Button Factory highlights changing landscapes

With over 30 photographic images spanning two floors, the Button Factory’s latest exhibition, SHIFT: Time Collisions and Disappearing Landscapes challenges viewers to take a closer look at the communities we live in.

“It’s about all the changes happening in the Waterloo region…social changes, economic changes, political changes,” explains artist Marc Walton. With photos ranging from 2006 to just a few weeks ago, artist Mark Walton works to capture the shifts that occur to shape our ever-changing landscapes.

The first floor strictly presenting images from the Kitchener-Waterloo community, Walton’s striking photos invite people to slow down, and really look at the unique details of local scenery that we so often miss.

“You look at it a little differently and it makes you think about your community differently”, explains Walton.

The range of familiar scenery such as Princess Cinema, and Kitchener’s Lang Tannery contrast more secluded landscapes of a Mennonite graveyard and a thunderstorm’s purple sky to illustrate Walton’s point of the unique collision of past and present that make up the KW community.

“The presence of the Mennonite community makes the difference … they’re just so rooted in the past.

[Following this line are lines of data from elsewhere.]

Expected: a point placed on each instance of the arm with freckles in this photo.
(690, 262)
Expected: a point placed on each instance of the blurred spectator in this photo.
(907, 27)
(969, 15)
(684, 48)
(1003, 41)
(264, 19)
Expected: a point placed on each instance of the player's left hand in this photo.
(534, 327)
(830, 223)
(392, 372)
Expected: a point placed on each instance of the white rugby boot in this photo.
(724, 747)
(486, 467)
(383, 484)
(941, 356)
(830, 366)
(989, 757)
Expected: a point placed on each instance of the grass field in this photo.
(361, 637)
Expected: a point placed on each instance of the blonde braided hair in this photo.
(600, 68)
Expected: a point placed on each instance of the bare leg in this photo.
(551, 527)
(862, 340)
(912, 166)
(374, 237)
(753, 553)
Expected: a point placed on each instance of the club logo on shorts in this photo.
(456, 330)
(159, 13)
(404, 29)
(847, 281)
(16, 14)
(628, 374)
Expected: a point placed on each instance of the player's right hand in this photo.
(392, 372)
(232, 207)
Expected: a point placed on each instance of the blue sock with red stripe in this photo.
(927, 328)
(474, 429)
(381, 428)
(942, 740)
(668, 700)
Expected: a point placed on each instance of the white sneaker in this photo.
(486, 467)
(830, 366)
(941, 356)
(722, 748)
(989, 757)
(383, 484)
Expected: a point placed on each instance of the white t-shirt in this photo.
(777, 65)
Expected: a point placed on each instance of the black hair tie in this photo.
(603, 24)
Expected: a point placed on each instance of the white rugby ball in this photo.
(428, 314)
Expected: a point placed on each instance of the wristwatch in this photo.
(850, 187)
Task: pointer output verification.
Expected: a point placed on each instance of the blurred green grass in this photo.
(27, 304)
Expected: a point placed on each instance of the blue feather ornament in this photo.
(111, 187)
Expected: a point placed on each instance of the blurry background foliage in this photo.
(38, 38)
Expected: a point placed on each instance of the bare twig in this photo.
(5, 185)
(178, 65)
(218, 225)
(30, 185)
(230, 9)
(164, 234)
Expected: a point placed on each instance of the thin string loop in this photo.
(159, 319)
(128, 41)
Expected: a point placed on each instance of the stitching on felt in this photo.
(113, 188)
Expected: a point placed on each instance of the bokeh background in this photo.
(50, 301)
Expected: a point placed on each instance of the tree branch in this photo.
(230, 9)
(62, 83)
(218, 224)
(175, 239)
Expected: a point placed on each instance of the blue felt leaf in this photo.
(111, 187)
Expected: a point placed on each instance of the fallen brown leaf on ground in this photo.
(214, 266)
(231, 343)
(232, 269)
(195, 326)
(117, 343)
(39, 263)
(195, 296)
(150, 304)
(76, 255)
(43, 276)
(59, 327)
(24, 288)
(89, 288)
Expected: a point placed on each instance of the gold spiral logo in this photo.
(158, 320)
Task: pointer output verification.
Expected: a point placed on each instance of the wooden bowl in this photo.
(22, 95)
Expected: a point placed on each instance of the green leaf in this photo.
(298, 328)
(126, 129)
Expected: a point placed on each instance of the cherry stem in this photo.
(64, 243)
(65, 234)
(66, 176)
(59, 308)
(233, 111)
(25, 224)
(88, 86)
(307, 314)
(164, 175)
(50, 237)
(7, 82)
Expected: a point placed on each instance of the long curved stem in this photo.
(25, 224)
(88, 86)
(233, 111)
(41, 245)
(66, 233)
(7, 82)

There’s a collision of culture, a collision of thought.”

Although the second floor of the Button Factory displayed photos from a variety of locations in South-Western Ontario, all of Walton’s photos are magnificent in colour as well as content. “The weather always plays a part in it because it adds mood,” said Walton, giving credit to the atmosphere of his photos.

With pictures ranging from foggy, cloudy, clear and even stormy skies, Walton explains that it is common for him to wait weeks, or even months for the perfect weather condition in the scene he is trying to capture.

Mark Walton’s SHIFT: Time Collisions and Disappearing Landscapes opened Feb. 1 and runs until March 29 at the Button Factory in Waterloo.